Use the MO model to determine which of the following has the smallest ionization energy: $\mathrm{N}_{2}, \mathrm{O}_{2}, \mathrm{N}_{2}^{2-}, \mathrm{N}_{2}^{-}, \mathrm{O}_{2}^{+} .$ Explain your answer.

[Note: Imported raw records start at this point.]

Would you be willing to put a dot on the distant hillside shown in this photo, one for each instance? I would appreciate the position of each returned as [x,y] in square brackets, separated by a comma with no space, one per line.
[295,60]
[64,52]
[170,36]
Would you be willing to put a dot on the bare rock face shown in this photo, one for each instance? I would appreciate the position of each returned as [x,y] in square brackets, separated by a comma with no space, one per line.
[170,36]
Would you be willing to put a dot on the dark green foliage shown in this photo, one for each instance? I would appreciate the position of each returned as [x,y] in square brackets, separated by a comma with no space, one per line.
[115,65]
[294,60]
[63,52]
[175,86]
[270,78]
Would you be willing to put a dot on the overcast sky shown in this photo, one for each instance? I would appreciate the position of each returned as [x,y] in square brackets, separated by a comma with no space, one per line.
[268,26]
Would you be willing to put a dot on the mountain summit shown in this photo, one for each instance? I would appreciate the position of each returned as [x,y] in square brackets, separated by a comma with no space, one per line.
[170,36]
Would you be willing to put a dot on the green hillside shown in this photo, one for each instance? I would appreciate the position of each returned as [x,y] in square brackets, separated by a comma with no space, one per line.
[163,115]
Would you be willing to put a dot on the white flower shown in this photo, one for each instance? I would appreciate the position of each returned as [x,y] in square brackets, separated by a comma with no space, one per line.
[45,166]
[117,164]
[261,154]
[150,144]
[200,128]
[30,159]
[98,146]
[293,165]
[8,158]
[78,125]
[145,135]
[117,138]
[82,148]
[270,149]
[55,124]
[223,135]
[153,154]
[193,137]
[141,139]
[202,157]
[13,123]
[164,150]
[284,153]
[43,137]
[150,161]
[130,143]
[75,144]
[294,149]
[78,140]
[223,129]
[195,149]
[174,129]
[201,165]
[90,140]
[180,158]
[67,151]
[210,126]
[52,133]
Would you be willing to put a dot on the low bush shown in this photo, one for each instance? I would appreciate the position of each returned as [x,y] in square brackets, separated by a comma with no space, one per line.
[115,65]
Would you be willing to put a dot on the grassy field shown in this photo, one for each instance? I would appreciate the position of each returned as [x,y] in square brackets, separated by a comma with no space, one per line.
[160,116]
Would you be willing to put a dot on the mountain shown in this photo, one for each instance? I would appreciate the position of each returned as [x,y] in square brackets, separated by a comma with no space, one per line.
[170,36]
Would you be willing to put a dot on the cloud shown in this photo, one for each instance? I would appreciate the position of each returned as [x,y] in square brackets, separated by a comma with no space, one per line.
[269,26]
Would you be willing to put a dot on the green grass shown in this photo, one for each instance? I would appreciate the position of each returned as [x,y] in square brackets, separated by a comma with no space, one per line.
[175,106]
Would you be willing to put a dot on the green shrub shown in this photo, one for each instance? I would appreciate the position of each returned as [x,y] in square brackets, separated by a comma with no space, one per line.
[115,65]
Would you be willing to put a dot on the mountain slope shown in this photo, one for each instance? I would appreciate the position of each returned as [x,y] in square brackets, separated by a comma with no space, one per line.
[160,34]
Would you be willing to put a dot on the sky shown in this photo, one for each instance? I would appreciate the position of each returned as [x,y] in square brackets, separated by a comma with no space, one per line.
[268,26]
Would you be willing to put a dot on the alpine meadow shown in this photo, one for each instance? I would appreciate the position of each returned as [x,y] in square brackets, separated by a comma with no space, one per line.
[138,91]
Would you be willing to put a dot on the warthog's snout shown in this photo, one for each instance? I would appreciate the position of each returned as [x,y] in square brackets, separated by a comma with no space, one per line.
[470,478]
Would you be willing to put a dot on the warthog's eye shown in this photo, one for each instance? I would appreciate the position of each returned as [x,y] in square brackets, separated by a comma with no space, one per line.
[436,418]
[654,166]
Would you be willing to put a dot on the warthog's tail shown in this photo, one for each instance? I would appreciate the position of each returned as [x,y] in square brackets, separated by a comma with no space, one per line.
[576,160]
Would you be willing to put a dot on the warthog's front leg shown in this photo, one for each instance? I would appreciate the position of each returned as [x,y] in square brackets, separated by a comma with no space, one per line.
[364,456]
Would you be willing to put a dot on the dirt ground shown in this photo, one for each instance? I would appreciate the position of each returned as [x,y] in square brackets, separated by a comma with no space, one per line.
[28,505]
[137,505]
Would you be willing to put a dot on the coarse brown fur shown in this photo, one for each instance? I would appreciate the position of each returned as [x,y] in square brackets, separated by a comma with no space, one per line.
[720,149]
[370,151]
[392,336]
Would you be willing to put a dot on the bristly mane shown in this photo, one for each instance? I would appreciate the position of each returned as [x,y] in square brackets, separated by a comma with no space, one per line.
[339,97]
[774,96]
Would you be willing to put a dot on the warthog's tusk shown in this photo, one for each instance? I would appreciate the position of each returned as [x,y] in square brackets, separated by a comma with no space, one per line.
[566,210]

Using MO theory, we first determine the bond order and electron configuration of each molecule/ion to understand its electronic structure. Bond order can be determined with this formula: Bond Order = \(\frac{1}{2} \times (\mathrm{Number\,of\,electrons\,in\,bonding\,orbitals} - \mathrm{Number\,of\,electrons\,in\,antibonding\,orbitals})\) We will list the occupancy of bonding orbitals (BO) and antibonding orbitals (ABO) for \(\sigma\), \(\sigma^{*}\), \(\pi\) and \(\pi^{*}\). For \(\mathrm{N}_2\) (14 electrons): BO: \(\sigma_1\) (2), \(\sigma_2\) (2), \(\pi_3\) (4) ABO: \(\sigma^{*}_1\) (0), \(\sigma^{*}_2\) (0), \(\pi^{*}_3\) (0) For \(\mathrm{O}_2\) (16 electrons): BO: \(\sigma_1\) (2), \(\sigma_2\) (2), \(\pi_3\) (4), \(\sigma_4\) (2) ABO: \(\sigma^{*}_1\) (0), \(\sigma^{*}_2\) (0), \(\pi^{*}_3\) (2), \(\sigma^{*}_4\) (0) For \(\mathrm{N}_2^{2-}\) (14 + 2 = 16 electrons): BO: \(\sigma_1\) (2), \(\sigma_2\) (2), \(\pi_3\) (4), \(\sigma_4\) (2) ABO: \(\sigma^{*}_1\) (0), \(\sigma^{*}_2\) (0), \(\pi^{*}_3\) (2), \(\sigma^{*}_4\) (0) For \(\mathrm{N}_2^{-}\) (14 + 1 = 15 electrons): BO: \(\sigma_1\) (2), \(\sigma_2\) (2), \(\pi_3\) (4), \(\sigma_4\) (1) ABO: \(\sigma^{*}_1\) (0), \(\sigma^{*}_2\) (0), \(\pi^{*}_3\) (2), \(\sigma^{*}_4\) (0) For \(\mathrm{O}_2^{+}\) (16 - 1 = 15 electrons): BO: \(\sigma_1\) (2), \(\sigma_2\) (2), \(\pi_3\) (4), \(\sigma_4\) (1) ABO: \(\sigma^{*}_1\) (0), \(\sigma^{*}_2\) (0), \(\pi^{*}_3\) (2), \(\sigma^{*}_4\) (0)

Now, we will identify the highest occupied molecular orbitals (HOMO) for each molecule/ion. HOMO for \(\mathrm{N}_2\): \(\pi_3\) HOMO for \(\mathrm{O}_2\): \(\sigma_4\) HOMO for \(\mathrm{N}_2^{2-}\): \(\sigma_4\) HOMO for \(\mathrm{N}_2^{-}\): \(\sigma_4\) HOMO for \(\mathrm{O}_2^{+}\): \(\sigma_4\)

Now that we have identified the HOMO for each molecule/ion, we need to compare their energy levels. A molecule/ion with the highest HOMO energy level will have the smallest ionization energy. Based on the HOMO energy levels mentioned above, we can deduce the following ordering of HOMO energy levels: \(\pi_3 < \sigma_4\) We can now conclude that \(\mathrm{N}_2\) has the highest HOMO energy level. As a result, \(\mathrm{N}_2\) has the smallest ionization energy among the given molecules and ions.